Le Nigeria et Shell n'ont pratiquement rien fait contre la pollution pétrolière dans l'Ogoniland, au coeur du delta du Niger, trois ans après un retentissant report de l'ONU, a accusé lundi Amnesty International.
Les dégâts dans cette région symbolisent pour beaucoup la tragédie que représente le pétrole pour le Nigeria, qui en est pourtant le premier producteur africain.
Des décennies de production ont rempli les poches d'importants responsables gouvernementaux et généré des profits énormes pour des compagnies comme le géant anglo-néerlandais Shell, mais causé une pollution si vaste qu'elle empêche des habitants de cette région de cultiver ou pêcher.
Il y a exactement trois ans, une enquête scientifique sans précédent de l'ONU avait établi l'étendue et l'impact de la pollution pétrolière dans l'Ogoniland. Elle estimait qu'elle pourrait nécessiter l'opération de nettoyage la plus vaste jamais entreprise au monde et durer 25 à 30 ans, et appelait industrie pétrolière et gouvernement nigérian à y participer à hauteur d'un milliard de dollars.
Trois ans après, les rares dispositions prises par Abuja et Shell "ne sont qu'une façon de cacher que rien n'a changé", a déclaré Godwin Ojo de Friends of the Earth Nigeria, qui s'est associé à Amnesty et trois autres organisations pour un rapport intitulé "Shell: aucun progrès".
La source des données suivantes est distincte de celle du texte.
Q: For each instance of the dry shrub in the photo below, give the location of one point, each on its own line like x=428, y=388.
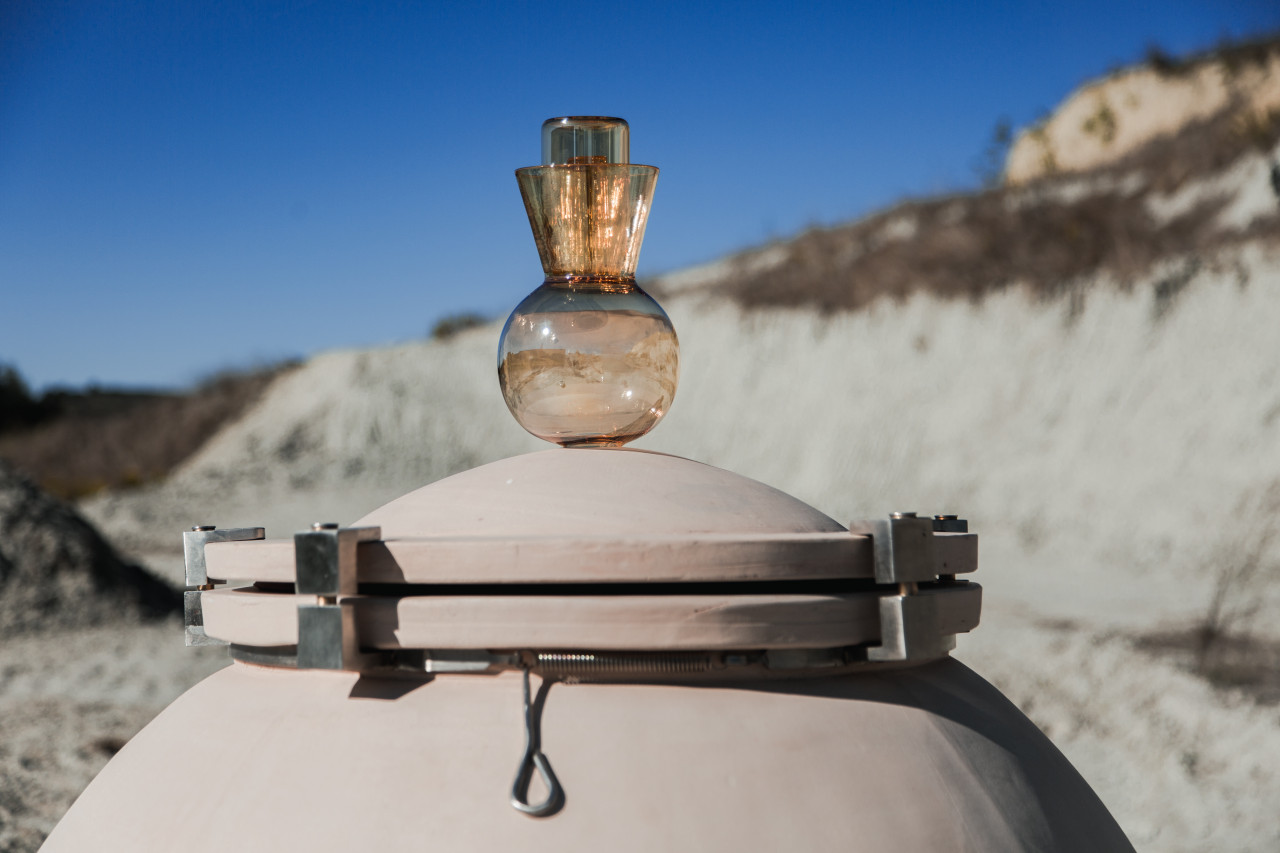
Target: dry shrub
x=1045, y=236
x=128, y=439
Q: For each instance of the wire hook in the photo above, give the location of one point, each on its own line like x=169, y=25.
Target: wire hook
x=531, y=761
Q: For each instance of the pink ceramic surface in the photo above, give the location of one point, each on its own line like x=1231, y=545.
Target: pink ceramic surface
x=257, y=760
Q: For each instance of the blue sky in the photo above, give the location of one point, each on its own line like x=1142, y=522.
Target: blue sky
x=190, y=186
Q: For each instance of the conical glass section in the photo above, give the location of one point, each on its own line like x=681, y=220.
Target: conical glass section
x=588, y=219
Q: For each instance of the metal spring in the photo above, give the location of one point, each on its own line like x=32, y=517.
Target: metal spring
x=588, y=664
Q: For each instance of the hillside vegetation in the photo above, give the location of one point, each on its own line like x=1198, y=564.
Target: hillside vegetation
x=74, y=443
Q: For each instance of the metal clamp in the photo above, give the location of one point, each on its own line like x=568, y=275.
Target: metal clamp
x=905, y=553
x=197, y=575
x=903, y=547
x=910, y=629
x=327, y=569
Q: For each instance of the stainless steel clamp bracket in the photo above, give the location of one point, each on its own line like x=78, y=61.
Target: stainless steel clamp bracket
x=905, y=555
x=327, y=571
x=197, y=575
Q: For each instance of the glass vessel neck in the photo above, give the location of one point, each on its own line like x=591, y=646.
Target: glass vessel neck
x=593, y=282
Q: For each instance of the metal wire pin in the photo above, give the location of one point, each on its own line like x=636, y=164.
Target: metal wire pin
x=531, y=761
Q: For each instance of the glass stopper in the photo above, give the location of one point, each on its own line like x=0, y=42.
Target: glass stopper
x=585, y=140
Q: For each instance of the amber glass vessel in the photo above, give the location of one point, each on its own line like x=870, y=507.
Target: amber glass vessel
x=588, y=357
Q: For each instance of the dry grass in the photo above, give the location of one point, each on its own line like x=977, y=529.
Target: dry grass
x=1045, y=236
x=128, y=439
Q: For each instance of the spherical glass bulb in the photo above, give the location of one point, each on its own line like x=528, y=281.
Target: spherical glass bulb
x=588, y=363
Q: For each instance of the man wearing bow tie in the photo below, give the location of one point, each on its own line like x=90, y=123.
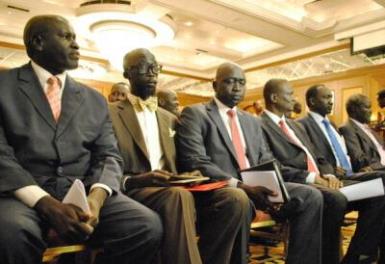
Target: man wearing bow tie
x=145, y=136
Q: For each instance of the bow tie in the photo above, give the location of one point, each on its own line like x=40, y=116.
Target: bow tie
x=151, y=103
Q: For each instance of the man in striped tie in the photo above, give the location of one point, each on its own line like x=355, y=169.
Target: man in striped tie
x=54, y=130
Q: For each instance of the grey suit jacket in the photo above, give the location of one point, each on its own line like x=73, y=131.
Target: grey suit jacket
x=288, y=153
x=317, y=137
x=203, y=142
x=36, y=150
x=361, y=149
x=131, y=141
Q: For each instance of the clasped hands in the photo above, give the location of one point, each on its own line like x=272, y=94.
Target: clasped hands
x=329, y=180
x=69, y=221
x=156, y=178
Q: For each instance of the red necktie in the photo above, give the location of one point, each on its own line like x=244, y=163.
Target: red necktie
x=236, y=138
x=311, y=166
x=53, y=96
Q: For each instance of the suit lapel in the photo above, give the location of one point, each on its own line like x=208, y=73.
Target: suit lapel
x=212, y=111
x=30, y=86
x=277, y=130
x=166, y=140
x=319, y=133
x=131, y=122
x=71, y=101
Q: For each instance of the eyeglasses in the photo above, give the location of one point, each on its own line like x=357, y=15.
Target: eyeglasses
x=232, y=81
x=145, y=68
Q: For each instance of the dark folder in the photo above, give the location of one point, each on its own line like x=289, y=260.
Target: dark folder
x=272, y=165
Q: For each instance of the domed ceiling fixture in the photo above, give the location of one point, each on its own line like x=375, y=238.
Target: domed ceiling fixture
x=117, y=27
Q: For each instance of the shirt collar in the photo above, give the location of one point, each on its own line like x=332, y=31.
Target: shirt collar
x=222, y=107
x=317, y=117
x=275, y=117
x=43, y=75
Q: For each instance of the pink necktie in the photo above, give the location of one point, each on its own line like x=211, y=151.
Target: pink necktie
x=53, y=96
x=236, y=138
x=311, y=166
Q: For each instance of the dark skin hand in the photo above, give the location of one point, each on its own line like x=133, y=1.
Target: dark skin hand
x=68, y=220
x=158, y=178
x=259, y=195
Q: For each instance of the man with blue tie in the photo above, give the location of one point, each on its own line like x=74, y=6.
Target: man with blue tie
x=331, y=146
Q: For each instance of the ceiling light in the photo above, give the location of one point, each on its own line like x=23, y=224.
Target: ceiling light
x=117, y=29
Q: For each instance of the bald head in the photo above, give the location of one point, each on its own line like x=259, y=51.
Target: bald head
x=141, y=69
x=118, y=92
x=278, y=95
x=229, y=84
x=167, y=99
x=51, y=42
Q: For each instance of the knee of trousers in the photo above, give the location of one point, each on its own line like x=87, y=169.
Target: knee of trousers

Shell avait été forcé en 1993 de cesser ses activités dans la région où vivent les Ogoni, à la suite de manifestations et de protestations.
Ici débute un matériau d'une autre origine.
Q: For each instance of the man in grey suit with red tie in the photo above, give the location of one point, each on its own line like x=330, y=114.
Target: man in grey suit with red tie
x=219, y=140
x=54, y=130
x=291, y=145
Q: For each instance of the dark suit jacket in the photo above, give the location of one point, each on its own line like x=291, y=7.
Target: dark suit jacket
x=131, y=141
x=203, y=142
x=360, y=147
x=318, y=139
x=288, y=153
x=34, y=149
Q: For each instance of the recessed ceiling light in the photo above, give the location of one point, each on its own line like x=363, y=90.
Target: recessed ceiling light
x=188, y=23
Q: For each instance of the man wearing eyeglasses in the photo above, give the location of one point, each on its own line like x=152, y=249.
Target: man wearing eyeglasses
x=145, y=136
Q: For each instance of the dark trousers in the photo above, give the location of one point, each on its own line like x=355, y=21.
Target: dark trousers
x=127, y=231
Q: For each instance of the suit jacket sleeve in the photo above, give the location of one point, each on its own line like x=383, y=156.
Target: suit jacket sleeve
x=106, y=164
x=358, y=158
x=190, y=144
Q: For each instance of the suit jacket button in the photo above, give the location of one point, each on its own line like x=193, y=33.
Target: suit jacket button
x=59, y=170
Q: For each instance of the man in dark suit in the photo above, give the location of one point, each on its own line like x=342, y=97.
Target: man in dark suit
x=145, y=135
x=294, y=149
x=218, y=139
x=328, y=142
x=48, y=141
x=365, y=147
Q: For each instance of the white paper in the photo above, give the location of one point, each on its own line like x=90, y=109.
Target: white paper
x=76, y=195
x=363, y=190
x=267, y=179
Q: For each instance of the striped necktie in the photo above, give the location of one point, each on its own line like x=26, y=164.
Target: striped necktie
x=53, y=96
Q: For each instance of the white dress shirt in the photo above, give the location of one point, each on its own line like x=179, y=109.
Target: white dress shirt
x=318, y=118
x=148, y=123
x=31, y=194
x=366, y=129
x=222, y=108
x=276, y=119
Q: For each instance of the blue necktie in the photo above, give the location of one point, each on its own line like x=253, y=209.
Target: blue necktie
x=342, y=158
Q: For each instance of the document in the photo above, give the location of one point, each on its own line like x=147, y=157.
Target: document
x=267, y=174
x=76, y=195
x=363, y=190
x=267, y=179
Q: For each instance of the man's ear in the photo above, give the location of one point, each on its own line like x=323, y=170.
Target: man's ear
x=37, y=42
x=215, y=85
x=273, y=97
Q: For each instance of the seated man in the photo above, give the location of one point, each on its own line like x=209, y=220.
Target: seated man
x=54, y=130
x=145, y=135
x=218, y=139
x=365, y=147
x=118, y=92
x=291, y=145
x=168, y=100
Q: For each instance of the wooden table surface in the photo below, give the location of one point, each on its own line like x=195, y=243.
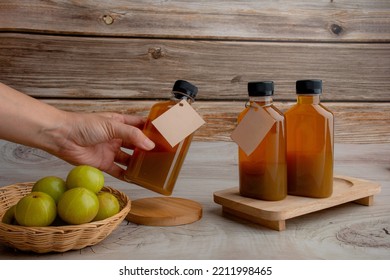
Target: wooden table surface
x=348, y=231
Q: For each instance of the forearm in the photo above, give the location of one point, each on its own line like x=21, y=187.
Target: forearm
x=28, y=121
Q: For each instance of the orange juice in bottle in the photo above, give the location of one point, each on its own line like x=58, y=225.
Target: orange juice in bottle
x=309, y=143
x=263, y=173
x=159, y=168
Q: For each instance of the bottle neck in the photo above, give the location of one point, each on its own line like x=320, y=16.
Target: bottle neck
x=261, y=100
x=308, y=99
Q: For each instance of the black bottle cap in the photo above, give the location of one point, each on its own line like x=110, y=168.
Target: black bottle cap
x=309, y=87
x=261, y=88
x=183, y=88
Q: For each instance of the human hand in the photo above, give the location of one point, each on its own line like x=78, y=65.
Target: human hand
x=97, y=139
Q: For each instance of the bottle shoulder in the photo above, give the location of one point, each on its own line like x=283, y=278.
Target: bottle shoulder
x=309, y=109
x=270, y=109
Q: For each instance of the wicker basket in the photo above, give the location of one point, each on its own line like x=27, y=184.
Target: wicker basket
x=55, y=238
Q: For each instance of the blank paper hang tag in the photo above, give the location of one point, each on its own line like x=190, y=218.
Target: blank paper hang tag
x=252, y=129
x=178, y=122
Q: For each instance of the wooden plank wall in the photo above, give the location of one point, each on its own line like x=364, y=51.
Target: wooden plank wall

La minorité ogonie - dont neuf militants, parmi lesquels l'écrivain Ken Saro-Wiwa, ont été pendus en 1995 - réclame une juste répartition des richesses héritées du pétrole et des indemnisations pour l'exploitation à outrance du sous-sol de leur région.
"Shell s'est jusqu'à présent dérobé devant la nécessité de nettoyer les dégâts qu'il a causés", a estimé Audrey Gaughran, d'Amnesty International.
En avril 2013, Shell avait dépêché du personnel dans l'Ogoniland pour la première fois en deux décennies afin de faire un inventaire de ses installations.
La compagnie avait alors affirmé qu'il s'agissait d'une "étape-clé" pour se conformer au rapport de l'ONU de 2011.